A sharp drop in humanitarian funding has left refugee children increasingly vulnerable to hunger, child labour, and early marriage, according to new research by international charity World Vision.
The report, produced in partnership with the World Food Programme (WFP), urges governments and donors to act swiftly and decisively to prevent further harm and ensure children’s right to education and safety.
Funding for humanitarian aid fell by 40% in 2025, leaving more than 72% of global needs unmet among forcibly displaced families and host communities.
US President Donald Trump cut his government's aid budget to $2 billion at the start of his second presidential term. In previous years, the US has contributed up to $17 billion to global aid.
Trump acknowledged that the effects had been "devastating", but said: "Hopefully a lot of people are going to start spending a lot of money... The United States always gets requests for money. Nobody else helps."
Over 64% of surveyed households now rely on assistance to meet basic needs, with millions facing acute food insecurity. According to the WFP, 318 million people in 68 countries are in crisis, and more than 41 million are in emergency or worse conditions.
The survey, covering nearly 3,500 households in eight countries across Africa, Asia, and Latin America, found that 57% of families had at least one member go to bed hungry in the past month. More than one in five (21%) reported irregular school attendance among their children, while 11% experienced child–parent separation. Families facing severe food insecurity are now seven times more likely to be forced into child marriage or child labour.
“If I returned to school, I would be happy and would make friends. Going back would bring back my memories. But since I came here… I have not held a book. I am almost forgetting how to read,” Shufa, 15, from South Sudan told World Vision.
“When [children] drop out of school, the future for them is not very bright, because we know that children who have not gone to school will be looking for ways to survive,” said Khon Khon Majok, Emergency Health Project Manager at World Vision South Sudan. “Some of them will resort to stealing, others will resort to child labour, they'll be going to the markets, going to the community trying to look for jobs that are not equivalent to their age.”
The report also identifies a way forward, highlighting that when households are supported to become more self-reliant, children’s well-being improves dramatically. Households with greater self-reliance saw lower rates of children begging for food, leaving school early, experiencing child marriage, or being separated from their families.

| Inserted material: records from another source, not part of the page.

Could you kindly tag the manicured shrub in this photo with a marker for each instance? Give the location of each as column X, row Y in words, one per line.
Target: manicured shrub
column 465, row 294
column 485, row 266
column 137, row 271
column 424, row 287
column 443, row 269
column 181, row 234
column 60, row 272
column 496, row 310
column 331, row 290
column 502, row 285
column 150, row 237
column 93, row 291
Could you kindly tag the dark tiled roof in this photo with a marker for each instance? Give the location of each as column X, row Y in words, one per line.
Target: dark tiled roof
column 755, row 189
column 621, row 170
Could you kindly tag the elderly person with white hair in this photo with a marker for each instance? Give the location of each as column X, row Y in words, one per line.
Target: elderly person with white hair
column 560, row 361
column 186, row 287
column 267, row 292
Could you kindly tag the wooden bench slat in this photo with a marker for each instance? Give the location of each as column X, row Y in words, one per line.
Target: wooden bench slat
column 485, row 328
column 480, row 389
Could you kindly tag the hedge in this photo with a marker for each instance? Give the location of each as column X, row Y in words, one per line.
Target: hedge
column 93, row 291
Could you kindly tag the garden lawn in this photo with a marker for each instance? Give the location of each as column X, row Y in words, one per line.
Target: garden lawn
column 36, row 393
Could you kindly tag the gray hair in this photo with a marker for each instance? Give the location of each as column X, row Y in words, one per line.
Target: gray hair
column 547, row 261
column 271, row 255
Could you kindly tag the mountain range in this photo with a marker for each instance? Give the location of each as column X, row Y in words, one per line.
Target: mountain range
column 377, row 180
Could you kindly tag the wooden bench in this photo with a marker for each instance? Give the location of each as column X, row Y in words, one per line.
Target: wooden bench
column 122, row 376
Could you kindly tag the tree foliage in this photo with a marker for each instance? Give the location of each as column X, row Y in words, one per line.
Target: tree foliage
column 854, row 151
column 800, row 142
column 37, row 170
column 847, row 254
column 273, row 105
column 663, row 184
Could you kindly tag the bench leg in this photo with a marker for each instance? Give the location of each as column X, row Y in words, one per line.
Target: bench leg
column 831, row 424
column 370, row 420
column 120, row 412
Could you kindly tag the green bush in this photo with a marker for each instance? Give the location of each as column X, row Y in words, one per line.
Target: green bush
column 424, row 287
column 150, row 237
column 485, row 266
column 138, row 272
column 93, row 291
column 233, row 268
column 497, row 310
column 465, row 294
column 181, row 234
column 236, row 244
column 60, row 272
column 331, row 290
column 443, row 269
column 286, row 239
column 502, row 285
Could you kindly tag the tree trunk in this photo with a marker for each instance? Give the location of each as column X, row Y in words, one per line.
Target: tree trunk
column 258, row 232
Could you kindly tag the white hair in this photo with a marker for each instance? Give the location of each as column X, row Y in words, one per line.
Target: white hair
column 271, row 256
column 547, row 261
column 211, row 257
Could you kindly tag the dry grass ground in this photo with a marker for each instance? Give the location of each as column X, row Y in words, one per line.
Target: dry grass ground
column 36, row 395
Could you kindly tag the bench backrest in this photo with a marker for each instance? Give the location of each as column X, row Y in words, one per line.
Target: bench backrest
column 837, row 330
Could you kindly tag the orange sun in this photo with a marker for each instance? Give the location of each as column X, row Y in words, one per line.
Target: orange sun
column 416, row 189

World Vision programmes aimed at increasing household resilience, such as farming training, business support, and small business starter packs, are shown to help families generate income and secure enough food for their children.
Amanda Rives, Senior Director of Humanitarian Policy, Advocacy and Partnerships at World Vision, said: “Imagine being a child forced to run from violence again and again, sleeping hungry for days, not hours, and waking each morning unsure where safety might be found. In this report, children speak with heartbreaking clarity about the realities they are surviving and the futures they still dare to imagine. The question is not whether these dreams are achievable but whether there is political will and the courage to make them real.”
World Vision is calling on governments, donors, UN agencies, NGOs, civil society, and the private sector to respond urgently, and with flexible funding, so that children and their families can move from "survival" to "stability and hope".
“The scale of this crisis needs to be matched with decisive, adequately funded action. Governments and donors must act with urgency and flexible support so children and their families can move from survival to stability and hope,” Rives added.